In der Novelle zum ORF-Gesetz werde nach Ansicht des VÖZ unter dem Deckmantel einer - unbestritten notwendigen - Anpassung an die EU-Fernsehrichtlinie ein Paket geschnürt, das dem ORF weitere Wettbewerbsvorteile verschafft. Jegliche Werbung im ORF - unter Einschluß aller Werbeformen - müsse daher gekennzeichnet, im Rahmen der Werbezeit bewertet und auf die bestehende Werbezeit angerechnet werden.
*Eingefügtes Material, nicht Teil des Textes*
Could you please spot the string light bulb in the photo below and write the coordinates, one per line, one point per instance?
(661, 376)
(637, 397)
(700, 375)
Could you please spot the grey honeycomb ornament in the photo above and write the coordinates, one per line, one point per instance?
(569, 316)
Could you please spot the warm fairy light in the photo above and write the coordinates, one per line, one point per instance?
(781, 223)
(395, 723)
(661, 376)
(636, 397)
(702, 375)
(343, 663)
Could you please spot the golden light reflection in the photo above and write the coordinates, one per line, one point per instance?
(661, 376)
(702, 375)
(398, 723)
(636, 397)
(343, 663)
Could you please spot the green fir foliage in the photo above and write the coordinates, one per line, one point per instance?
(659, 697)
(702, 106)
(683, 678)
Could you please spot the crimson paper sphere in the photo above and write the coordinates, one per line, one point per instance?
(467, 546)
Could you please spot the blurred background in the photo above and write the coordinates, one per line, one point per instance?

Die Reduktion der werbefreien Tage von sechs auf drei würde dem ORF schlagartig Mehrerlöse von bis zu 50 Millionen Schilling eröffnen, wobei sich - so der VÖZ - die Frage stelle, ob diese 'Liberalisierung' der Werbung im ORF etwa auch zu Allerseelen oder am Aschermittwoch mit dem öffentlich-rechtlichen Auftrag der angemessenen Berücksichtigung der Kirchen und Religionsgesellschaften vereinbar sei. Auch hier zeigt sich der grundsätzliche Unterschied zwischen einer öffentlich-rechtlichen Rundfunkanstalt und privaten Programmanbietern.

In der Nichteinrechnung von ORF-Werbung für eigene Programme in die Werbezeit, speziell die Möglichkeit der Fernsehwerbung für Hörfunkprogramme, sieht der Vorstand eine klare Wettbewerbsverzerrung gegenüber den Privatradios.
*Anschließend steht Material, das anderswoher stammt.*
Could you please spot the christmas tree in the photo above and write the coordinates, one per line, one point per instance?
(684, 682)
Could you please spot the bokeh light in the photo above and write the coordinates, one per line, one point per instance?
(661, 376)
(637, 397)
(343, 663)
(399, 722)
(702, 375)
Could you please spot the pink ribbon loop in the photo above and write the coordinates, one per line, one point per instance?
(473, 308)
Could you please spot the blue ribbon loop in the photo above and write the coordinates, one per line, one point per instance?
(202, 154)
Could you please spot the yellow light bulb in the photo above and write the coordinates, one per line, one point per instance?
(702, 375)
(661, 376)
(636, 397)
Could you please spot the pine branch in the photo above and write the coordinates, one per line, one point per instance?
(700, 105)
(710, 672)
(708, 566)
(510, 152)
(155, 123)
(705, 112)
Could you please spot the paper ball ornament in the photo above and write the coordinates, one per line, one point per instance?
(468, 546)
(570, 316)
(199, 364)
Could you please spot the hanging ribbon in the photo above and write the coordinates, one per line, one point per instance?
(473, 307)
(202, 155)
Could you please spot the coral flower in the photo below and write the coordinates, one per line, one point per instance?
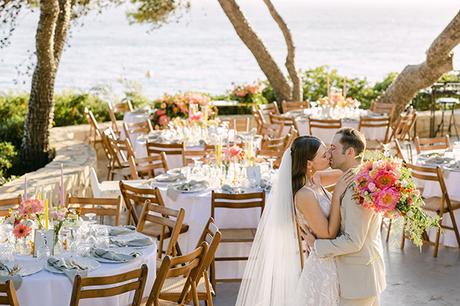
(387, 199)
(21, 231)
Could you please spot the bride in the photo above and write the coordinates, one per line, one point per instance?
(273, 274)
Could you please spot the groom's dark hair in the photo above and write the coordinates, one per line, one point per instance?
(352, 138)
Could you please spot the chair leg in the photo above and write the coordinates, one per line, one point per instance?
(436, 243)
(454, 225)
(212, 272)
(403, 239)
(390, 222)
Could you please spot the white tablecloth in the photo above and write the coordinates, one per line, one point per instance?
(46, 288)
(197, 212)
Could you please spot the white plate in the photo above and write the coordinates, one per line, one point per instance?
(27, 268)
(126, 250)
(90, 263)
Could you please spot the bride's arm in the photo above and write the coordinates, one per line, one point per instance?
(323, 228)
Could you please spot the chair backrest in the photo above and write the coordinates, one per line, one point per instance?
(237, 201)
(287, 106)
(169, 148)
(315, 123)
(113, 118)
(186, 266)
(428, 144)
(135, 198)
(136, 128)
(147, 167)
(107, 286)
(382, 108)
(404, 125)
(94, 129)
(372, 123)
(8, 294)
(10, 203)
(204, 154)
(123, 107)
(212, 236)
(103, 207)
(170, 220)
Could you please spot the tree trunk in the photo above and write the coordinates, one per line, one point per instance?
(416, 77)
(50, 39)
(266, 62)
(297, 90)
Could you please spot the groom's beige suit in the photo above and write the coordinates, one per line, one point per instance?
(358, 252)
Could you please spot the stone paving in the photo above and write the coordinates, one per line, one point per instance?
(413, 278)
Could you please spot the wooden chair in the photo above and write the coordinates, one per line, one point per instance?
(107, 286)
(329, 124)
(147, 167)
(439, 205)
(102, 207)
(404, 126)
(207, 153)
(177, 268)
(287, 106)
(10, 203)
(169, 220)
(94, 130)
(264, 128)
(8, 294)
(211, 235)
(428, 144)
(123, 107)
(375, 123)
(382, 108)
(235, 235)
(135, 198)
(267, 109)
(284, 122)
(137, 128)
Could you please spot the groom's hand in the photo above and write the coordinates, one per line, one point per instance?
(310, 241)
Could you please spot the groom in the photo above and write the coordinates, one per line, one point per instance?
(358, 248)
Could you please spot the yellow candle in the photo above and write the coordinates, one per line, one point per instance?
(46, 214)
(218, 153)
Kritisiert wird ebenso die geplante Jahresdurchrechnung für ORF-Werbesendungen, die de facto zu einer Ausweitung der Werbezeiten um ein Fünftel führen würde.
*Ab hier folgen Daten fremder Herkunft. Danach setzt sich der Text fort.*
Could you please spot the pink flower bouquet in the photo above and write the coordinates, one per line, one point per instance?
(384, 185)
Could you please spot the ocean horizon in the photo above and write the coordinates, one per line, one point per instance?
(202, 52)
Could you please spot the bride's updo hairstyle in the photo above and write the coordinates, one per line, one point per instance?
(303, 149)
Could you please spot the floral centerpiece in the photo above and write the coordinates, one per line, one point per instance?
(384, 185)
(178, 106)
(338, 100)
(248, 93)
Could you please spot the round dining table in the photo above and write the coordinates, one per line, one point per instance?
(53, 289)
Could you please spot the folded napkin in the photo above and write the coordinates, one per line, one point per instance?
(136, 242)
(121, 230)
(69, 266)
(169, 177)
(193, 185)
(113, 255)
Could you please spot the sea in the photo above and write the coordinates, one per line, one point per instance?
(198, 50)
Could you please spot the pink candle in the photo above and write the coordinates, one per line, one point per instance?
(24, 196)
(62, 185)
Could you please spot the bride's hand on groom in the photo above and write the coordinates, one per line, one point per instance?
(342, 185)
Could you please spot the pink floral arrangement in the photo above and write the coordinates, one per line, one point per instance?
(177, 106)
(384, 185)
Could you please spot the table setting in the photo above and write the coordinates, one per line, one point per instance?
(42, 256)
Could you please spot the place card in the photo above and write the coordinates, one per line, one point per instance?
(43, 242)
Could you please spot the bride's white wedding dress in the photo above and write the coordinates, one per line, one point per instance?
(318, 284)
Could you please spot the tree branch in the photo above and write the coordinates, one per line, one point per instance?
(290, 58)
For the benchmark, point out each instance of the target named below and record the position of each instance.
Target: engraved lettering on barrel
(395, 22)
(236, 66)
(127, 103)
Was den Entwurf für terrestrisches Privatfernsehen betrifft, geht der VÖZ-Vorstand von der Voraussetzung aus, daß bundesweit nur eine Frequenz zur Ausschreibung kommen wird. Vor diesem Hintergrund müßte der österreichische Gesetzgeber vom grundsätzlichen Interesse geleitet sein, damit ein Höchstmaß an österreichischer Wertschöpfung zu verbinden und zu sichern. Genau dies gewährleiste aber der vorliegende Entwurf keinesfalls. Erstens könnte die Vergabe, wenn es nur einen Lizenzbewerber gibt, ohne Einschränkung erfolgen, zweitens würden bei mehreren Bewerbern zwar Entscheidungskriterien - wie z.B. Berücksichtigung von Österreichbezug, regionale Interessen- und Meinungsvielfalt- zugrundegelegt, die allerdings wiederum höchst unpräzis und schwammig ausgeführt seien. Inwieweit diese Auflagen dann auch im echten Sendebetrieb Berüchsichtigung finden und ob es widrigenfalls Sanktionsmöglichkeiten gibt, sei im Entwurf in keinster Weise geregelt, bemängelt der VÖZ. Auch dafür wäre eine starke Rundfunkbehörde unverzichtbar.

Die Möglichkeit von regionalem Privat-TV ist praktisch nicht gegeben, da die ausgeschriebenen Standorte verantwortlich nicht genützt werden können. Der VÖZ verweist neuerlich auf das zur Diskussion gestellte Modell von regionalen österreichischen Fenstern im bestehenden Programm FS 2 in eigener Verantwortung.

In Summe sind die drei vorliegenden Entwürfe zu wesentlichen medienpolitischen Fragen unausgereift, wettbewerbsverzerrend und bedürfen einer grundlegenden Neukonzeption.